REPLICA, Treibstoff im FRIDA Magazin

Die verschiedenen mystischen Geräusche des Kopierers werden im Theaterstück REPLICA zu Musik verwandelt.

Foto: zVg

Theater

Alles nur geklaut?

Was ist Inspiration und was Diebstahl? Das Theaterstück REPLICA geht an den Treibstoff Theatertagen dem Phänomen des Kopierens auf den Grund.

Von Helena Krauser

Birsfelden, 31.08.2023

7 min

Es sind nur noch wenige Tage bis zur Premiere von «Replica». Früh morgens, bevor die Proben beginnen, treffe ich Anna-Katharina Bano in der Garderobe des Roxy Theaters in Birsfelden, um mit ihr über das Stück zu sprechen.

Mit der Kaffeetasse in der Hand erzählt sie mir sehr anschaulich von der Doppeldeutigkeit, um die sich die Produktion dreht: «Stell dir vor, wir beide würden uns kennenlernen und plötzlich würde ich anfangen, in die gleichen Cafés zu gehen wie du, deine Freund:innen würden zu meinen Freund:innen werden, ich würde also versuchen, dir immer näherzukommen. Nicht physisch, aber über die Nachahmung. Das wäre wahrscheinlich ziemlich unangenehm für dich, weil du dich nicht mehr einzigartig fühlen würdest. Aber eigentlich wäre es auch legitim, schliesslich ist diese Individualität auch nur ein Konstrukt.»

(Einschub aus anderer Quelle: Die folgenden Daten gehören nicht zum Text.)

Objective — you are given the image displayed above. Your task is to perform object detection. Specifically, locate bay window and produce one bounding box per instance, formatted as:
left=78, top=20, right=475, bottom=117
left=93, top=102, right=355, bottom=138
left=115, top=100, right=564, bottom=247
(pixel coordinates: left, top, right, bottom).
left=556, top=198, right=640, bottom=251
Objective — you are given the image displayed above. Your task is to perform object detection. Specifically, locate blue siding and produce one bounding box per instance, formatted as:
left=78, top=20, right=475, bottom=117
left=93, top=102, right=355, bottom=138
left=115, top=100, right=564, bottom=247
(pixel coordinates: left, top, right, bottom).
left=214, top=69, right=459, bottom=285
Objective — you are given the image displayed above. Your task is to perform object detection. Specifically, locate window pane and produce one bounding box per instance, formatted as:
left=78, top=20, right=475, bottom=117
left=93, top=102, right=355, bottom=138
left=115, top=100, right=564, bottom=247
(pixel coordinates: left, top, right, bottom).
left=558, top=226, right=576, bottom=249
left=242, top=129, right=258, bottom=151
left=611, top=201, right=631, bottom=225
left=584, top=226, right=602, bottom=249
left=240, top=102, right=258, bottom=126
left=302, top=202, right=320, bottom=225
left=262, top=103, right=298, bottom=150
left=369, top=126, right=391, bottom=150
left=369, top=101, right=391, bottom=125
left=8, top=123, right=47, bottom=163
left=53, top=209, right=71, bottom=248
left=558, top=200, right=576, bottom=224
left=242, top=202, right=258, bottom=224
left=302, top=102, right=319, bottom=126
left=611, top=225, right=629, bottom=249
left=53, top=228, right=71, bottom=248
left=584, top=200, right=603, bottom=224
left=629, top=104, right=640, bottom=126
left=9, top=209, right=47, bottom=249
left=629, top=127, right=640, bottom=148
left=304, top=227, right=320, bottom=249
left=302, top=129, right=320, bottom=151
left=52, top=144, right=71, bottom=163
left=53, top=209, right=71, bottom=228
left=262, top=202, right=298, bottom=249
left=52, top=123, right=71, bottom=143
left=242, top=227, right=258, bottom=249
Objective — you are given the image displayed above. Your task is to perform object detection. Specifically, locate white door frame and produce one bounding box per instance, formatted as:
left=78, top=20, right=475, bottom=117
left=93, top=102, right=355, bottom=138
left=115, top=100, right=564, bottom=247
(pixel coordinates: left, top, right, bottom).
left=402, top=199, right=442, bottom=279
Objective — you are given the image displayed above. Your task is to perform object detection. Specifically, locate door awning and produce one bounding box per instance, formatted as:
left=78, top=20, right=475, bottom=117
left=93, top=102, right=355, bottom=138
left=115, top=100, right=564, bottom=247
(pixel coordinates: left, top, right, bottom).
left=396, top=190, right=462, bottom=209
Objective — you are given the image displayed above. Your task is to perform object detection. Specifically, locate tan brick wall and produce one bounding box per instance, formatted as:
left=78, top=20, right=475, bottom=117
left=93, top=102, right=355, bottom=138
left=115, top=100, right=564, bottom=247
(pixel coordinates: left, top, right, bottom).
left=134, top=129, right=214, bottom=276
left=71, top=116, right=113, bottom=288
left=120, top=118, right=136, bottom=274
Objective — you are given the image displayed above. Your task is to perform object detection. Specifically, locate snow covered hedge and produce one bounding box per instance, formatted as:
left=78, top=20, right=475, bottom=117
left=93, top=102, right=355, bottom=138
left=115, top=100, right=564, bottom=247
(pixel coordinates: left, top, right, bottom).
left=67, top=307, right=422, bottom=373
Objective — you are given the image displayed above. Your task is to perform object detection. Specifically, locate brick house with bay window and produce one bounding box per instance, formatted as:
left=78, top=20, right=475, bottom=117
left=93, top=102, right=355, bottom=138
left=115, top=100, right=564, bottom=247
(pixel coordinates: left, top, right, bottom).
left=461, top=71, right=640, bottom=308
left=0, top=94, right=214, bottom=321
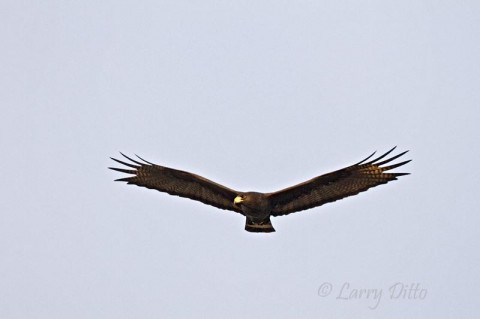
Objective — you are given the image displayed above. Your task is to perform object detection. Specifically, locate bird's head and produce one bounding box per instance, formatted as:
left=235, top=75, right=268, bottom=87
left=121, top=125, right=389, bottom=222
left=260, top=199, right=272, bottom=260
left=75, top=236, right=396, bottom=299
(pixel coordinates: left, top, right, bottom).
left=233, top=195, right=245, bottom=206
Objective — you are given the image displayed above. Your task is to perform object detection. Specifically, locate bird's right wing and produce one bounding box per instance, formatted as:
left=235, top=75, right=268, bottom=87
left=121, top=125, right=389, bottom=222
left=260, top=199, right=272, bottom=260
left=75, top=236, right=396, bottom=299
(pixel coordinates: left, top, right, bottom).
left=109, top=153, right=241, bottom=213
left=267, top=147, right=410, bottom=216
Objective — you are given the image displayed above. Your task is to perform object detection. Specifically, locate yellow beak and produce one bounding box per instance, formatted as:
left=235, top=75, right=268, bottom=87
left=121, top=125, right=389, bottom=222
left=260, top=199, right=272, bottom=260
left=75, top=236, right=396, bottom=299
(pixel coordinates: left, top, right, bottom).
left=233, top=195, right=243, bottom=205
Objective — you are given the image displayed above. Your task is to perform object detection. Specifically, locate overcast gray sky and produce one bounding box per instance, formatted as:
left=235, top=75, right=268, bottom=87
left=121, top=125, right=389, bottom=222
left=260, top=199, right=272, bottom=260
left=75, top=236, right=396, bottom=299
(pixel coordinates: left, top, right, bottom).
left=0, top=0, right=480, bottom=319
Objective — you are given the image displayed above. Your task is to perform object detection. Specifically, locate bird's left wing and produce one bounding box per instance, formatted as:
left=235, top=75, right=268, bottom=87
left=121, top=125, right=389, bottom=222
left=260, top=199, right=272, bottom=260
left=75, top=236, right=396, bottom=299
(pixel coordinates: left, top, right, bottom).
left=109, top=153, right=241, bottom=212
left=267, top=147, right=410, bottom=216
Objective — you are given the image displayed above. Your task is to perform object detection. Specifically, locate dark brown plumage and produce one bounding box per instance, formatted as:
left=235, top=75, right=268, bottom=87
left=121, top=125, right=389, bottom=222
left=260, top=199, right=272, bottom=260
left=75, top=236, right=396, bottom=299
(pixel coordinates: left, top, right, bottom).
left=110, top=147, right=410, bottom=232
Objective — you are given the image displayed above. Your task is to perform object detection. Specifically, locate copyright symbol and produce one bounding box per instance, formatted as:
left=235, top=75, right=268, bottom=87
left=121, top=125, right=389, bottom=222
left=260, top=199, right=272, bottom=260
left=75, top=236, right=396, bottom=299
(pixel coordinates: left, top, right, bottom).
left=318, top=282, right=333, bottom=297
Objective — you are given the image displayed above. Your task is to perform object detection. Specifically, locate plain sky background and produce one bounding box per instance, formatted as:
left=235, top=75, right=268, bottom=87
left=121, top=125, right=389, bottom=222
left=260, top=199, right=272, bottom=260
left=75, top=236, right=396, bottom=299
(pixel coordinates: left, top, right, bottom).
left=0, top=0, right=480, bottom=319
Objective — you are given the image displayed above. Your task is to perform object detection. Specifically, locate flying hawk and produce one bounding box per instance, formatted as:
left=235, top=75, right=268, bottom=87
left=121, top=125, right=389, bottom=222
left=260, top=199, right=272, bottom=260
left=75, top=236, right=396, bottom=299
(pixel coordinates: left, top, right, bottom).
left=109, top=147, right=410, bottom=233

Anna-Katharina Bano kommt aus Wien und lebt derzeit in Zürich. An der ZHdK studiert sie Schauspiel. Zuvor hat sie Ausbildungen in Möbelrestaurierung, Raumgestaltung, Kunstgeschichte und Kreativkonzeption absolviert.

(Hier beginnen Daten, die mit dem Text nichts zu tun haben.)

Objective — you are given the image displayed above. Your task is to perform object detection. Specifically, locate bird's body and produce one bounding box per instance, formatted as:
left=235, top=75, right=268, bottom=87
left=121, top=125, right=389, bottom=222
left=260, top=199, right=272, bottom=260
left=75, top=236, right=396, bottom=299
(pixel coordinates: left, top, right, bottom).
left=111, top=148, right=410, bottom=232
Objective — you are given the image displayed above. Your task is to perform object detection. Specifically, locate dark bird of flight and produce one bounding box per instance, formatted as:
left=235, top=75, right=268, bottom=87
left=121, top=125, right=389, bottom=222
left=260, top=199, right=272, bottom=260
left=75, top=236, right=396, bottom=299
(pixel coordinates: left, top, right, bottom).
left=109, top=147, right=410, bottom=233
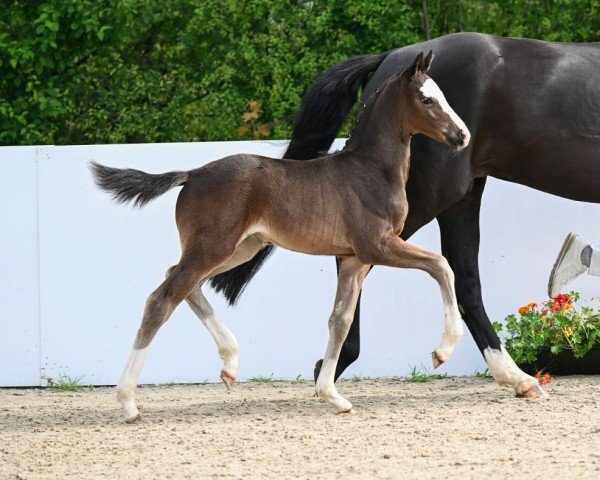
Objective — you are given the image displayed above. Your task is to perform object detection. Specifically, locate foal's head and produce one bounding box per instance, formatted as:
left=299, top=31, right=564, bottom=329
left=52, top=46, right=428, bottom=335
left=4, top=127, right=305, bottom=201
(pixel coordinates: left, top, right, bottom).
left=391, top=52, right=471, bottom=149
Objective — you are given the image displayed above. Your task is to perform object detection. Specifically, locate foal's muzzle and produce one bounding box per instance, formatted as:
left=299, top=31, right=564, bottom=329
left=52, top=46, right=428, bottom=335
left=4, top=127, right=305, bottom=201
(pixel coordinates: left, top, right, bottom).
left=444, top=129, right=470, bottom=148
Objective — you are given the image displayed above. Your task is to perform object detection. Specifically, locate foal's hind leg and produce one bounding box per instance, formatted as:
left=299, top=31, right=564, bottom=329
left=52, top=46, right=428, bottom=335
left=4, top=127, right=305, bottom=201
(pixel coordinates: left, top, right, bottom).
left=117, top=259, right=218, bottom=422
left=359, top=235, right=463, bottom=368
left=317, top=257, right=370, bottom=413
left=167, top=237, right=262, bottom=390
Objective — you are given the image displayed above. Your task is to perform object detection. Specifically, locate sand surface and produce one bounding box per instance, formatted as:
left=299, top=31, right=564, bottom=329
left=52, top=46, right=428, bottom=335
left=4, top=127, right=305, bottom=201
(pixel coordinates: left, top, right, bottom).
left=0, top=377, right=600, bottom=480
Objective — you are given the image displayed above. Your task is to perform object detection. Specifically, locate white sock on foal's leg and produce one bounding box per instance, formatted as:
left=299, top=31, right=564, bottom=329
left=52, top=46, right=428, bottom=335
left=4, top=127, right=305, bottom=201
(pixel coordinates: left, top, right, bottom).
left=483, top=345, right=546, bottom=397
left=186, top=285, right=239, bottom=390
left=117, top=347, right=150, bottom=422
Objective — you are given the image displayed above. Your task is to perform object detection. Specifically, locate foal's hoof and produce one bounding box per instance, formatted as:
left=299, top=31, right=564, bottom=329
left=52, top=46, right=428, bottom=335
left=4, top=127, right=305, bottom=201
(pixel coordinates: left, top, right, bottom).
left=517, top=383, right=548, bottom=398
left=313, top=360, right=323, bottom=383
left=431, top=350, right=445, bottom=368
left=221, top=370, right=235, bottom=391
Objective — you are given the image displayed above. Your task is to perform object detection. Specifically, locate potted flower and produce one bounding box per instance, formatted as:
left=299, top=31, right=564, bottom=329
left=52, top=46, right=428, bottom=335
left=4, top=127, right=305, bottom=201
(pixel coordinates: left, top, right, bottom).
left=494, top=292, right=600, bottom=375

Mit ihrem Stück möchte sie keine moralische Wertung vornehmen, sondern Assoziationsräume öffnen.

Der schmale Grat

Die Suche nach dem schmalen Grat zwischen Individualität und Nachahmung kennen viele von der Pubertät. Alle wollen dazugehören und doch ganz einzigartig sein.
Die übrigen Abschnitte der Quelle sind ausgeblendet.